Python is not Java

I recently read some old stuff on Phillip J. Eby's blog, and the Python Is Not Java entry really hit home. I'm not a new Python programmer, I've been using it from around 1996 or so, about as long as Java. But every now and then I see Java-isms creep into my code. It's usually after I try some fancy approach and later on come to wonder why my code stinks. I've been especially guilty about writing completely unnecessary getters and setters and doing (or even converting module level functions to) class methods that end up being just painful to use.

The parts that are more Lisp-inspired tend to be a whole lot better. I've never yet regretted returning a function from a function. Too bad about Python's lame lexicals.

Sweet screenshots and various other things

GNOME Launch Box is looking sweet. Well, at least from the screenshots, not that I've tried it yet. I was hacking in the autumn on something a bit similar; it's called Pepper but it sits abandoned for the moment. (For anyone interested, it's written in Python and available with tla at, If the hack by the Imendio boys is any good, it can stay abandoned.

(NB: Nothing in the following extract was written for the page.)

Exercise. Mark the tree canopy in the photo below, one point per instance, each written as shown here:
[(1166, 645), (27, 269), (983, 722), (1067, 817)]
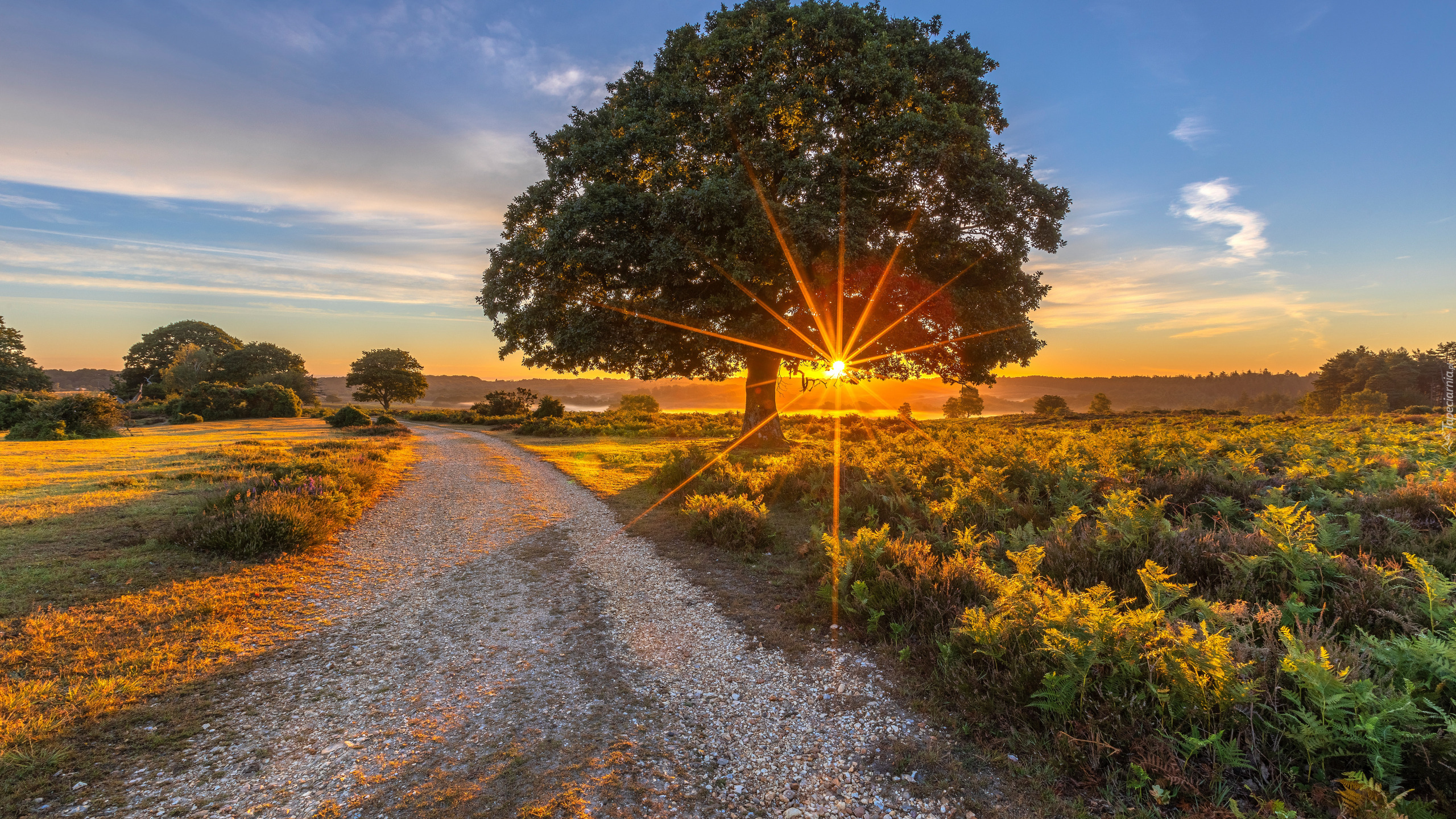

In other news, feeling that PyGTK is becoming mainstream, I seeked out a new ghetto and started hacking with λgtk and SBCL. λgtk is a bit painful to install at the moment, requiring a new core with the sbcl-af stuff for SBCL, but it looks like Brian Mastenbrook is working on it. I was thinking of using OCaml, but then decided that the type inference stuff of CMUCL/SBCL is good enough a compromise between decent typing and flexibility. If anything comes of this project, I'll probably have to take a look at the libglade bindings I pointed at previously and also bind gconf and stuff.

Also, in the category of nifty languages building on other people's VMs, yet another one I wasn't previously aware of: Nice doesn't look too bad. Also see Scala, Boo and Nemerle. For the record, I think Groovy looks like what happens when a dozen languages collide with each other and someone is picking up the pieces and trying to match them together. With little success.

Moving, part two

We've now lived here for one week, and it's slowly starting to look like home. We've unpacked half of the boxes and assembled most of our furniture. We even have some curtains, although not quite enough. And we've painted one wall; the rest are still all white, we are going to paint three more walls at some point.

The new place is farther from city centre than the previous apartment, but I've discovered it's not quite as bad as I thought it would be. With luck and good timing, you can make downtown in less than half an hour. The commute time varies a lot: I've made it in something like 35 minutes, but it's also taken an hour once.